14 Temmuz 2009 Salı

Ne kadar çok şey bilirsen, o kadar acır canın

İlikleri donduran bir Şubat gecesinde Kazancı yokuşundan inerken, kar taneleri yavaş yavaş süzülüyordu. Cihangir'de fazla oyalanmadan Karaköy'e geçtiğimizde saat geceyarısına geliyordu. Üzerimdeki kısa deri mont soğuğu fazlasıyla içine geçirdiği için üşümeye başlamıştım. Hepimiz uykusuzluktan bayılmak üzereydik. Bir önceki gece barı kapatıp bira kamyonunu beklerken bir iki saat kestirmekle yetinmiştik. Cumartesi gecesiydi. İşin başında olmam gerekirken gürültüden ve insanlardan kaçmayı tercih etmiştim. Kafamın neye bozulduğunu hatırlamıyorum ama her zaman kafamı bozacak bir şeyler bulurdum zaten. Montun iç cebinden sigara çıkarıp yaktım.

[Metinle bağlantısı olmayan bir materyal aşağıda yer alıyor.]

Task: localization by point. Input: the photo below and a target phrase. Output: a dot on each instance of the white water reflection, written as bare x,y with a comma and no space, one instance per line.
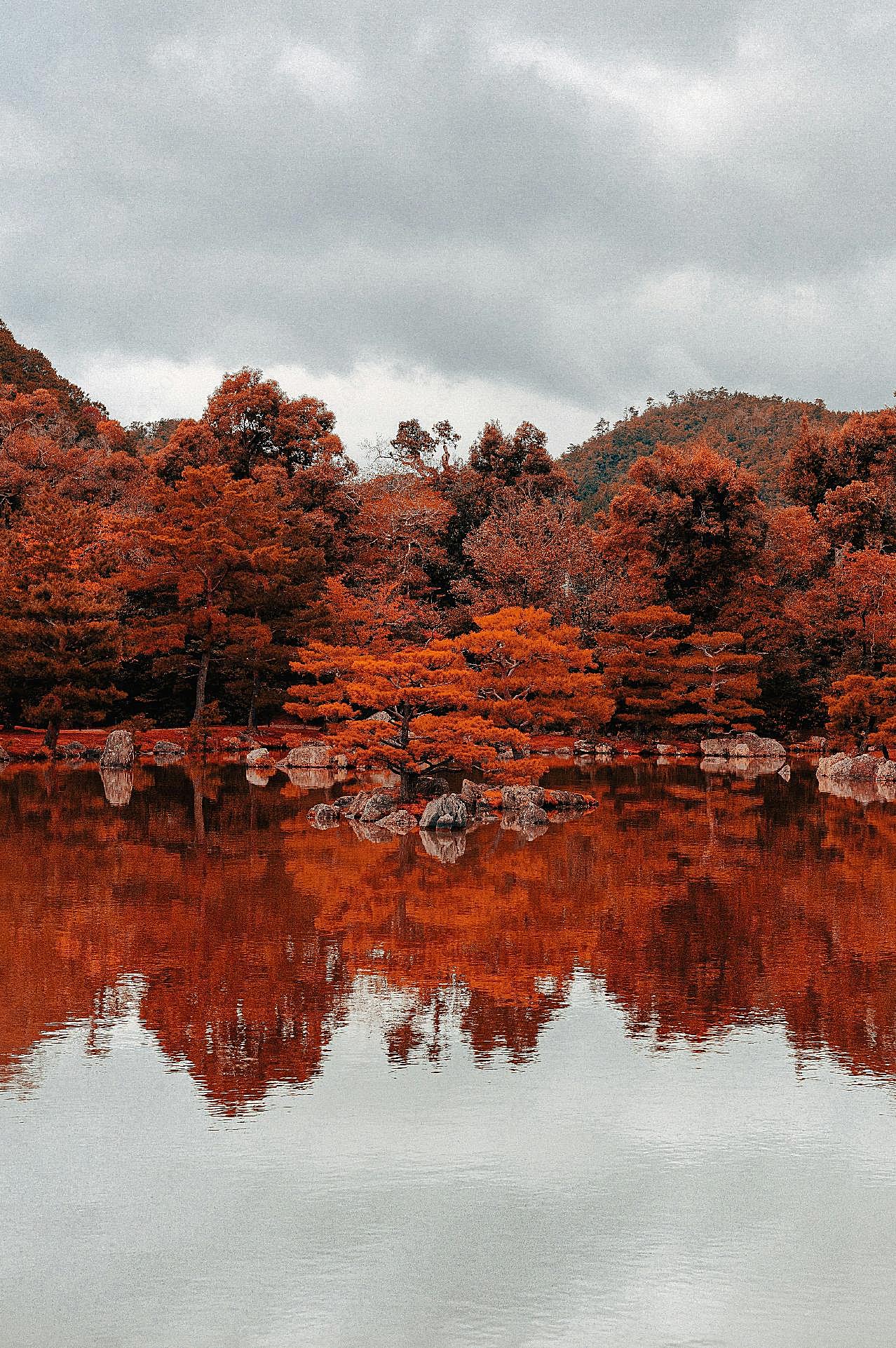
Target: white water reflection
605,1193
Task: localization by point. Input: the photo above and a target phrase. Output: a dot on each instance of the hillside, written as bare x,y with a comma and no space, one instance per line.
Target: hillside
27,368
756,432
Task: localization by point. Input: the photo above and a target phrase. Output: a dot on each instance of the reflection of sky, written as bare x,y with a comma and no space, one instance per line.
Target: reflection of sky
605,1193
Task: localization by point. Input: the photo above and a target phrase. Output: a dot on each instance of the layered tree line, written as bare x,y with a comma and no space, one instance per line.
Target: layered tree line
229,568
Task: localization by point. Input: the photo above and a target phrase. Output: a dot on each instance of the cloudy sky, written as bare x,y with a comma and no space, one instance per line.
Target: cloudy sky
542,210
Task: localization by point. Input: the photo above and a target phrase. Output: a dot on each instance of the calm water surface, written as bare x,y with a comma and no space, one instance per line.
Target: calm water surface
630,1084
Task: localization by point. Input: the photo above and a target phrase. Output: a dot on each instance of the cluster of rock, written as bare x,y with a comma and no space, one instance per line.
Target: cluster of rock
857,776
378,816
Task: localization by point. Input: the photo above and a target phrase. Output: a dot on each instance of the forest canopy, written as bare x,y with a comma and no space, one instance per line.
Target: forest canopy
714,562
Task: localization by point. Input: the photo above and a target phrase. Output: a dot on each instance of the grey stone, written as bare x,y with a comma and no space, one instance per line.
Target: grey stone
742,746
314,754
168,748
324,816
447,812
399,821
119,750
515,798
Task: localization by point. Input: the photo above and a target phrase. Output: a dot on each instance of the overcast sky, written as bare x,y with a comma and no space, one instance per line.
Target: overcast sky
527,210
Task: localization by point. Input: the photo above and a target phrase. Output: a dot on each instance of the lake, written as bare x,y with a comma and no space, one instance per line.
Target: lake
630,1083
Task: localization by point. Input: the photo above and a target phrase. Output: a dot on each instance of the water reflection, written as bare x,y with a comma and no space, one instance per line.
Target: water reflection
698,902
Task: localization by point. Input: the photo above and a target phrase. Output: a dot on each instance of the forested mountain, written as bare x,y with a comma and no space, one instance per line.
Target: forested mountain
755,432
26,370
236,565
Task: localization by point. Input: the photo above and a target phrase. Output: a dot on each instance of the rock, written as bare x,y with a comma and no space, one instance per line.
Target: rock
742,746
515,798
378,805
844,767
565,800
168,748
119,750
324,816
314,754
447,812
399,821
118,783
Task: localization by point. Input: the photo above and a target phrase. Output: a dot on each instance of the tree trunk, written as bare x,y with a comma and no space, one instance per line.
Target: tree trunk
252,724
203,678
51,738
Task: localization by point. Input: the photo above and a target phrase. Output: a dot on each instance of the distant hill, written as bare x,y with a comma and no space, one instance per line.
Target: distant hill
27,368
755,432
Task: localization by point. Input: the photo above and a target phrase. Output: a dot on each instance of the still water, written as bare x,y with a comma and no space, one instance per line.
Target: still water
630,1083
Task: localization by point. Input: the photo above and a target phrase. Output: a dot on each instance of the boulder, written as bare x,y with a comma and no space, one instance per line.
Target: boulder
119,750
324,816
515,798
378,805
845,767
168,748
564,800
353,804
472,795
314,754
399,821
447,812
742,746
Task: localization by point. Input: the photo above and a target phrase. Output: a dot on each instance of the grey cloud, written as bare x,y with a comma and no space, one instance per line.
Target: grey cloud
596,203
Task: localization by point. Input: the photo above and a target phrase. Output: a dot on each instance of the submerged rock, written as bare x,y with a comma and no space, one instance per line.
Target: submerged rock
378,805
398,821
515,798
447,848
324,816
447,812
119,750
314,754
168,748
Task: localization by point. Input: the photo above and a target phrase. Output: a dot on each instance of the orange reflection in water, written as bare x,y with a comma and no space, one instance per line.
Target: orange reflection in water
697,902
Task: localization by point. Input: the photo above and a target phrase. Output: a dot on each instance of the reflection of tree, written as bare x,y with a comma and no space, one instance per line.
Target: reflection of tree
697,903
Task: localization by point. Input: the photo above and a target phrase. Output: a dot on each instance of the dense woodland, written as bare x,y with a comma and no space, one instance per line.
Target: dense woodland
740,572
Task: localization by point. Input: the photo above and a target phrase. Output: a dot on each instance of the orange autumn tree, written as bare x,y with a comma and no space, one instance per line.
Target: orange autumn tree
724,684
534,675
410,710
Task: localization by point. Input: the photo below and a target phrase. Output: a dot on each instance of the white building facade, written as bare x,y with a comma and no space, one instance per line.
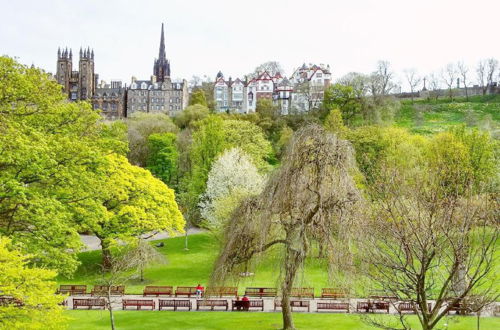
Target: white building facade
303,91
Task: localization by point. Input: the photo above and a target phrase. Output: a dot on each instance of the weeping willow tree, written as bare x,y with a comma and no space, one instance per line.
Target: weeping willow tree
310,198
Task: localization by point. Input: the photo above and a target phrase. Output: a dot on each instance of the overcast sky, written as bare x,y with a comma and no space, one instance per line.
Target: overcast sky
203,37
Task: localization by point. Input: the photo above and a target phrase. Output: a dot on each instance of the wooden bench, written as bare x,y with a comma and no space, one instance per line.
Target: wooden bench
293,303
334,306
303,293
379,306
261,292
239,304
158,291
333,293
381,295
409,306
89,303
72,289
9,300
102,290
372,306
164,303
185,291
460,308
212,303
221,291
139,303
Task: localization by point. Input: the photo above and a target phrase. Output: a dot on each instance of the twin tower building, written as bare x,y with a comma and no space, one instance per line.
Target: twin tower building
157,94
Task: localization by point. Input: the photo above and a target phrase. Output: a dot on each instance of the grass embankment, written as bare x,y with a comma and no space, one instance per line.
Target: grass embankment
431,116
233,320
188,268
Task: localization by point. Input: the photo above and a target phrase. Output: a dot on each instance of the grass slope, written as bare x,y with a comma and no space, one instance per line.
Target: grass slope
430,116
96,320
188,268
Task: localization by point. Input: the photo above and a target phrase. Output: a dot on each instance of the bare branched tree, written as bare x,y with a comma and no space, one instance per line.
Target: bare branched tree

Galata köprüsünün merdivenlerinde durmuş kar tanelerinin süzülüşünü izliyorduk. Mert'in sesi gecenin karanlığında kendine yol arıyordu. "Şimdi ne olacak söylesene" diyordu bana bakıp. Vereceğim cevabı sevmeyeceğini bildiğimden susmayı tercih ettim. "Susma, bir şey söyle" diye bağırdı. "Bilmiyorum" diye yanıtladım. "Önce uyumam gerek" dedim. "Eve gitmek istiyorum." Bir süre sessizlikten sonra "Her şey bitti. Her şey mahvoldu. Bittik biz." diye söylenmeye başladı. Arkamızdan geçen ekip arabası yavaşlayıp bir kere kısa bir siren çaldı. Dönüp baktığımızda bizi dikkatlice inceleyip yollarına devam ettiler. "Gidelim buradan. Kimsenin bizi tanımadığı bir yere gidelim" diye geçirdim içimden. Ama sesli olarak söylemedim. Çünkü yalnız gitmek istiyordum. Kimsenin beni tanımadığı küçük bir şehre.. Ama ben bu şansla kesin orada da tanıdık birine rastlardım. Biri gelip bulurdu illa ki.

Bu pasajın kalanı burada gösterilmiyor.